Naively, we could just give each label (one per item and language) a cache key, and put it into memcached. I'm not sure this would improve performance much, and it would mean massive overhead to memcached; also, putting *all* labels into memcached would likely swamp it (we have in the order of 100 million labels and descriptions).
We could put all "terms" for a given entity under one cache key, shared between wikis.But then we'd still be moving a lot of pointless data around. Or we could group using some hashing mechanism. But then we would not be able to take advantage of the fact that some items are used a lot more often than others.
I'd like a good mechanism to cache just the 1000 or so most used labels, preferably locally in the accelerator cache. Would it be possible to make a "compartment" with LRU semantics in our caching infrastructure? As far as I know, all of a memcached server, or all of an APC instance, acts as a single LRU cache.
In order to make it less likely for rarely used labels to hog the cache, I can think of two strategies:
1) Use a low expiry time. If set to 1 hour, only stuff accessed every hour stays in the cache.

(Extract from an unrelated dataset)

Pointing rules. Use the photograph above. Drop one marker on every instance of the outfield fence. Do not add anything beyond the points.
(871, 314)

2) Use randomized writing: put things into the cache only 1/3 of the time; this makes it more likely for frequently used labels to get into the cache... I'm no good at probabilities and statistics, but I'd love to discuss this option with someone who can actually calculate how well this might work.
So, which strategy should we use? We have:
* Full item data from external store + memcached * Individual simple database queries, no cache * DB query + memcached, low duration, one key per label * DB query + memcached, randomized, one key per label * Group cache entries by item (similar to caching full entities) * ...
Are there other options, or other aspects that should be considered? Which strategy would you recommend?
-- daniel